Note: I broke the disassembly intentionally because when I presented the original disassembly it immediately outputted the/a C program to factorize integers.
I have used ChatGPT somewhat successfully to decompile assembly in to C and C++. It's making a lot of mistakes but despite all of this, it's very helpful.
I have to say, I find all the comments dismissing ChatGPT hilarious. I read them in a funny grandpa voice. However, we should look past the insignificant details. The main achievement is that we now have a really capable unstructured text-to-computer interface. We can hook it up to anything and it will give us answers with whatever properties we desire, in whatever shape we can think of.
But they're not small flaws if you're relying on it to eg replace a person's job.
If i ask it for the dimensions of a product and it gives the wrong figures it should just tell me it doesn't know instead of inventing something.
That's the problem. It doesn't tell you when something is wrong so you can never trust if it's right unless you happen to know the field. That makes it far less useful.
I've had a few instances where it returned bad code or was unable to solve a challenge, however most were fixed by better prompts, or by clarifying prompts. In a way I think there is a two-way "learning" process going on here. I'm training it how to give me what I ask for, and it trains me how to ask for what I want it to give me.
The tricky bit IMO is when you’re at the threshold of being able to identify errors it makes. I tested some situations a while ago where I asked for some physics calculations functions. I’m an experienced programmer but haven’t really done anything with physics since high school 20 years ago. The code returned looked plausible and would run, but going through it line by line and looking up the real formulas it turned out to be super wrong.
You've conflated the critical detail. No garbage-out is the critically significant problem with AI. Right now, ChatGPT is the ability to generate structured results from whatever format we can think of to whatever format we can think of. They may or may not be correct.

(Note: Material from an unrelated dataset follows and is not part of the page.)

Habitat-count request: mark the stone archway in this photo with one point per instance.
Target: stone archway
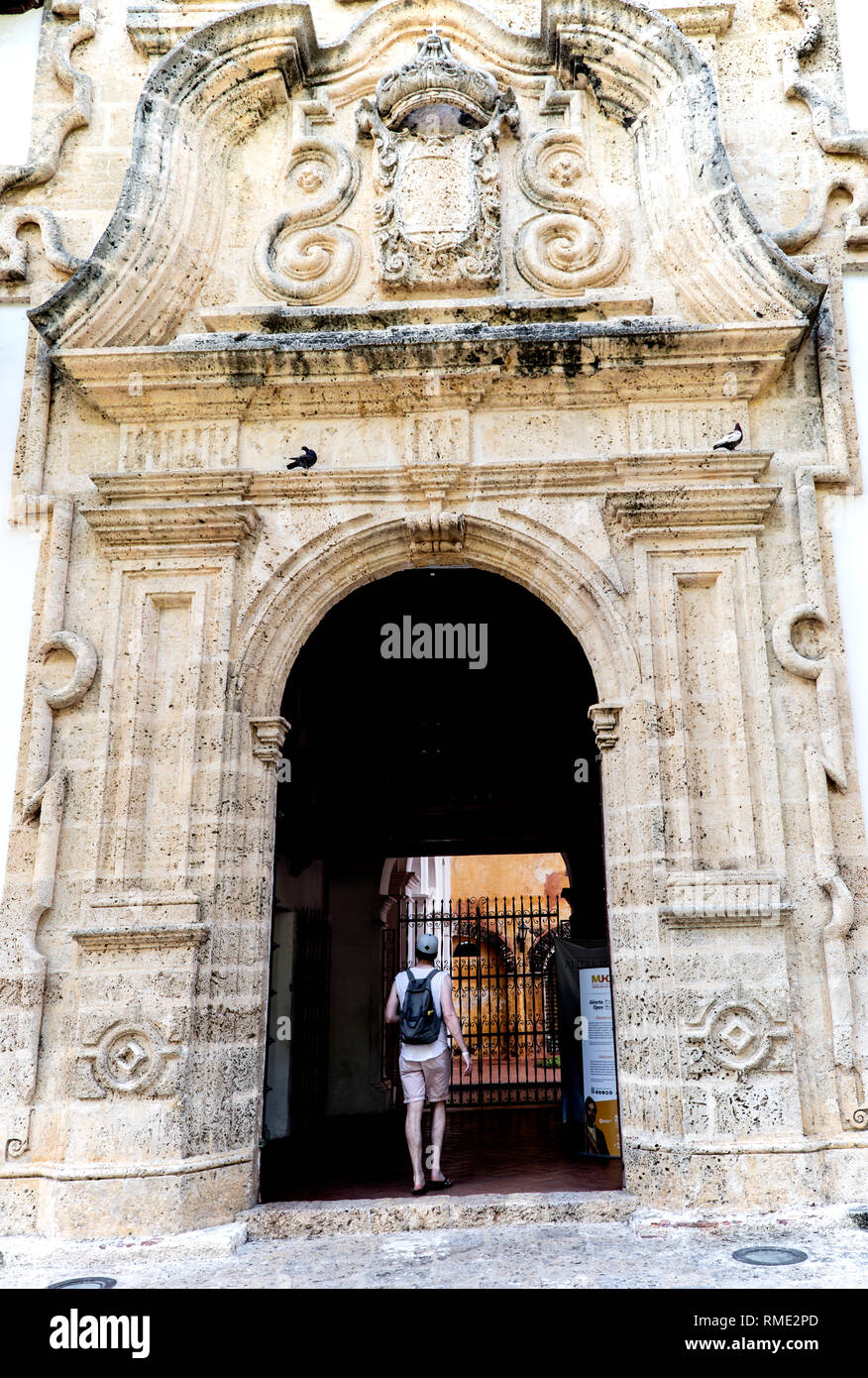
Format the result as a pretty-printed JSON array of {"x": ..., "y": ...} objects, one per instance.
[{"x": 299, "y": 596}]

It is only a critically significant problem for some applications. People have already come up with a variety of potential solutions for this problem, for different classes of problems, including integration with Wolfram Alpha.
However, verifying results is and will always be important. Iterating on the prompts and alternative paths is also important.
But even as it is right now, it is very useful to a lot of people. Remember, a lot of people accepted self-driving cars that can drive themselves off roads and crash into trailers, even paid extra for it, while this is just text generation for now.
I see that it is going to transform everything. No technical revolution has ever been more readily apparent. We now have an interface to talk to computers that can translate unstructured raw language into other formats. This is the real innovation that will unlock the power of more specialized, more advanced models in the near future.
What escapes a lot of people is that ChatGPT was a battle won in the UI/UX real first and foremost. GPT3 was old news, but throw a new paradigm and interface on it and here we are.
Incorrect. ChatGPT is markedly more capable than GPT3 because of its improved model (instructgpt and supervised fine tuning). Anyone who has played with both can attest to that.
The response was generated by ChatGPT with a prompt "make a snarky response". I just found it amusing to use the technology itself against its own proponent who insinuated that everyone having something against the technology is somehow a tech averse "grandpa".
So, all I've learned is that ChatGPT knows the obfuscated and de-obfuscated versions of code that it itself has generated.